BRCAm Metastatic Castration-Resistant Prostate Cancer in Combination with Abiraterone and Prednisone or Prednisolone

In combination with abiraterone and prednisone or prednisolone (abi/pred) for the treatment of adult patients with deleterious or suspected deleterious BRCA-mutated (BRCAm) metastatic castration-resistant prostate cancer (mCRPC). Select patients for therapy based on an FDA-approved companion diagnostic for LYNPARZA.

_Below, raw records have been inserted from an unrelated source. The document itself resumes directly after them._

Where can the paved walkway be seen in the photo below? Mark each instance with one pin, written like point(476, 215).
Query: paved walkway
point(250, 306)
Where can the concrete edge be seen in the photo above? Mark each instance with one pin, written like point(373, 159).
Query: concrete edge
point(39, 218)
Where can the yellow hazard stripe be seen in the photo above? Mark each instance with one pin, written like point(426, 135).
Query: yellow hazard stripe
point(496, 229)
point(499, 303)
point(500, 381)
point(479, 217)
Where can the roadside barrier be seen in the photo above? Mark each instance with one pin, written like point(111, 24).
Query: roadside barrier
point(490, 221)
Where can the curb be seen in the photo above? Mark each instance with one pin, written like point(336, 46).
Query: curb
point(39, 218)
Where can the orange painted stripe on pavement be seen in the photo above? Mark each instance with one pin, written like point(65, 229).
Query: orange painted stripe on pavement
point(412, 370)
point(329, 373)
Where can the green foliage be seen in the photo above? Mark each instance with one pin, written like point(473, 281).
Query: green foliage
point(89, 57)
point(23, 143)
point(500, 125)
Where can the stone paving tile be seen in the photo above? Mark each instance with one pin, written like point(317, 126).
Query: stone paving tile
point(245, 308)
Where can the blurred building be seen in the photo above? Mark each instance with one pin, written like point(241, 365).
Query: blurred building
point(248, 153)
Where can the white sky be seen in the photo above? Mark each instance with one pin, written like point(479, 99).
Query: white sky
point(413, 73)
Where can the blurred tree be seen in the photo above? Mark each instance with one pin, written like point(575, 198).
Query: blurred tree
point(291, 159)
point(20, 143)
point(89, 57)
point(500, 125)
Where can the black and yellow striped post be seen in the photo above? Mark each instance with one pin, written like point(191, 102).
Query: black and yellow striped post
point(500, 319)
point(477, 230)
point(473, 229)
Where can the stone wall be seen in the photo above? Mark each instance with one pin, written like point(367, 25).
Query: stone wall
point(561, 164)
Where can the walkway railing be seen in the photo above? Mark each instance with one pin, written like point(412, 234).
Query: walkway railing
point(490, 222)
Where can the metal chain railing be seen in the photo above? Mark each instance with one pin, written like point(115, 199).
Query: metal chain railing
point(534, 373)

Please see complete Prescribing Information, including Medication Guide.

About LYNPARZA (olaparib)

LYNPARZA is a first-in-class PARP inhibitor and the first targeted treatment to potentially exploit DNA damage response (DDR) pathway deficiencies, such as BRCA mutations, to preferentially kill cancer cells. Inhibition of PARP with LYNPARZA leads to the trapping of PARP bound to DNA single-strand breaks, stalling of replication forks, their collapse and the generation of DNA double-strand breaks and cancer cell death. LYNPARZA is being tested in a range of tumor types with defects and dependencies in the DDR.

LYNPARZA, which is being jointly developed and commercialized by AstraZeneca and Merck, has a broad clinical trial development program, and AstraZeneca and Merck are working together to understand how it may affect multiple PARP-dependent tumors as a monotherapy and in combination across multiple cancer types.

About metastatic castration-resistant prostate cancer

Prostate cancer is the second most common cancer in male patients globally and is associated with a significant mortality rate. Development of prostate cancer is often driven by male sex hormones called androgens, including testosterone. In patients with mCRPC, their prostate cancer grows and spreads to other parts of the body, despite the use of androgen-deprivation therapy to block the action of male sex hormones. Approximately 10-20% of patients with prostate cancer are estimated to develop castration-resistant prostate cancer (CRPC) within five years, with at least 84% of these patients presenting with metastases at the time of CRPC diagnosis. Of patients with no metastases at CRPC diagnosis, 33% are likely to develop metastases within two years.

About BRCA mutations

BRCA1 and BRCA2 (breast cancer susceptibility genes 1/2) are human genes that produce proteins responsible for repairing damaged DNA and play an important role maintaining the genetic stability of cells. When either of these genes is mutated or altered such that its protein product either is not made or does not function correctly, DNA damage may not be repaired properly, and cells become unstable. As a result, cells are more likely to develop additional genetic alterations that can lead to cancer. Approximately 10% of patients with mCRPC will have BRCA mutations, which are associated with a poor prognosis and worse outcomes.